The ref-count definitely helps here.

> The primitive involved here is that in-flight firmware jobs
> are assigned an event completion slot, and that keeps a reference to
> them from a global array until the events fire and all the jobs are
> known to have completed. This keeps things memory-safe, since we
> absolutely cannot free/destroy firmware structures while they are in use
> (otherwise the firmware crashes, which is fatal on these GPUs - requires
> a full system reboot to recover).
>
> In practice, with the VM map model that we use, what ends up happening
> when a process gets killed is that all the user objects for in-flight
> jobs get unmapped, which usually causes the GPU hardware (not firmware)
> to fault. This then triggers early termination of jobs anyway via the
> firmware fault recovery flow. But even that takes some short amount of
> time, and by then all the drm_sched stuff is long gone and we're just
> dealing with the in-flight firmware stuff.
>
>> In the case where we're initiating the tear, we should notify the driver that
>> we're about to forget jobs (resources), so that it knows to return them back
>> or that it shouldn't notify us for them (since we've notified we're forgetting them.)
>
> That contradicts Christian's comment. I tried to document that (after
> this patch) the scheduler no longer cares about hw fences and whether
> they are signaled or not after it's destroyed, and I got a strongly
> worded NAK for it. Sooo... which is it? Is it okay for drivers not to
> signal the hw fence after a scheduler teardown, or not?

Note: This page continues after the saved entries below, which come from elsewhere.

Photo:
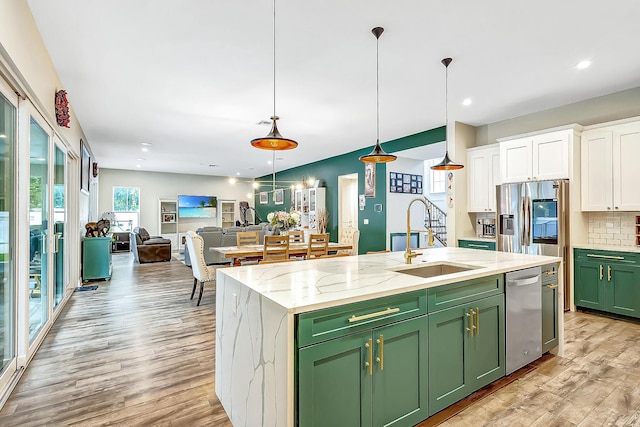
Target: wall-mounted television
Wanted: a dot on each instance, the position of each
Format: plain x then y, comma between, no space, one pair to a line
197,206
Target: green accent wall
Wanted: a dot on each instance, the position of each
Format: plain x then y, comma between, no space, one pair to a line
372,235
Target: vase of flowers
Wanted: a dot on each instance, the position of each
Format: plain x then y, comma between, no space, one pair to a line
281,221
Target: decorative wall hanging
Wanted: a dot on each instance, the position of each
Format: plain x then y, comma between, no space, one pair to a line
62,108
405,183
370,179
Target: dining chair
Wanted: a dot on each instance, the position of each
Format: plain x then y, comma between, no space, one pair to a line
296,236
336,255
318,245
275,248
244,238
276,261
201,271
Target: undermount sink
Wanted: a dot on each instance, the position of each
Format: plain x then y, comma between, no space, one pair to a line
434,270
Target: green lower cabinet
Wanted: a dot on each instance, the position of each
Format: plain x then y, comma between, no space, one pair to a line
373,378
623,289
549,316
589,287
608,284
466,350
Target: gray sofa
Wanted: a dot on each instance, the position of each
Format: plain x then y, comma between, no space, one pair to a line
216,237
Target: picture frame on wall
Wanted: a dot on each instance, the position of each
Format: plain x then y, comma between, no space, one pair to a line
370,179
85,167
278,196
264,197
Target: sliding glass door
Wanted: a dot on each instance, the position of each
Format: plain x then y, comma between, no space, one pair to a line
59,219
8,136
38,228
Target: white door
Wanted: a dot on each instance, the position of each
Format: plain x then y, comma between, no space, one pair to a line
596,164
347,201
626,173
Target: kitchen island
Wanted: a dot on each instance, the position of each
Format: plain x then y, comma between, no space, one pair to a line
263,314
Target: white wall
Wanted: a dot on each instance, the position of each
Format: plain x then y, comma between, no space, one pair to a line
157,185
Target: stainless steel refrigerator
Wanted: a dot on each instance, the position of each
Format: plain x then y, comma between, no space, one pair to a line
533,218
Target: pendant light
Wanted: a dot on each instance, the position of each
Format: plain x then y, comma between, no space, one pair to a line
446,163
377,155
273,140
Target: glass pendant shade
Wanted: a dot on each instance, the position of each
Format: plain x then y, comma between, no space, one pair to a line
377,155
446,164
273,140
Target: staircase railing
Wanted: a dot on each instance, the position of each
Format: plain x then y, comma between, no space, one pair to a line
437,221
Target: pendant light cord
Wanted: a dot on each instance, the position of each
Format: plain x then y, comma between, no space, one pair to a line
378,89
274,59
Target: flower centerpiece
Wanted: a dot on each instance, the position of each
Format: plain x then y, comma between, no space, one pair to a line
282,221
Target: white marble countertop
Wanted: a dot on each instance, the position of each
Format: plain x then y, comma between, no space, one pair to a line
303,286
479,239
594,247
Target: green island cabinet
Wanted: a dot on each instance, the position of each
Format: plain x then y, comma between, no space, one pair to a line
466,339
550,285
476,244
607,281
364,364
96,258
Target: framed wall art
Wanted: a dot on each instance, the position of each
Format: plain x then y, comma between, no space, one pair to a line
264,197
370,179
278,196
405,183
85,167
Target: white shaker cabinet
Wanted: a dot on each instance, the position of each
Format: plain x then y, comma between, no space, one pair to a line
483,175
610,171
539,157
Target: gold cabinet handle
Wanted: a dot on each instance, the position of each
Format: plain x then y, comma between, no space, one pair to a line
369,363
605,256
380,359
355,318
471,326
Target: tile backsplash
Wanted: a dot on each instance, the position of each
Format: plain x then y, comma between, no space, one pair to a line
612,228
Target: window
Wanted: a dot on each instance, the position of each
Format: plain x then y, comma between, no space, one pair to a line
126,206
438,178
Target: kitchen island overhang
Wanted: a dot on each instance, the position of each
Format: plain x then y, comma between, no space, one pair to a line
256,308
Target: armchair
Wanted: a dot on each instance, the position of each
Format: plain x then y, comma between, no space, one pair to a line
148,248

Christian is correct in that we don't want to hang upstream control
to the whims of a low-level device driver.

> But really, I don't see a use case for an explicit "about to forget job"
> callback. The job free callback already serves the purpose of telling

Long time ago, in a galaxy far far away, this was needed in order
to prevent device write-DMA into non-existing (random) memory. As
this is not the case anymore, go with Christian's comment.

> the driver to clean up resources associated with a job. If it wants to
> synchronously abort things there, it could easily take over its own
> fence signaling and do something with the underlying stuff if the fence
> is not signaled yet.
>
> In my case, since the driver is written in Rust and free_job() just maps
> to the destructor (Drop impl), that just ends up freeing a bunch of
> memory and other objects, and I don't particularly care about the state
> of the firmware side any more after that. The flow is the same whether
> it was a successful job completion, a failure, or an early destruction
> due to the drm_sched getting torn down.
>
>> (Note also that in this latter case, traditionally, the device would be reset,
>> so that we can guarantee that it has forgotten all shared resources which
>> we are to tear up. This is somewhat more complicated with GPUs, thus the method
>> pointed out above.)
>
> Yeah, in the firmware scheduling case we can't do this at all unless the
> firmware has an explicit teardown/forget op (which I'm not aware of) and
> a full GPU reset isn't something we can do either. Hence we just let the
> underlying jobs complete. In practice they tend to die pretty quickly
> anyway once all the buffers are unmapped.

Perhaps in the future, as more complex workloads are deferred to this
hardware and driver, a real-time requirement might be needed for this
"tend to die pretty quickly", that that there's some guarantee of
work resuming in some finite time.
--
Regards,
Luben

>
> ~~ Lina
>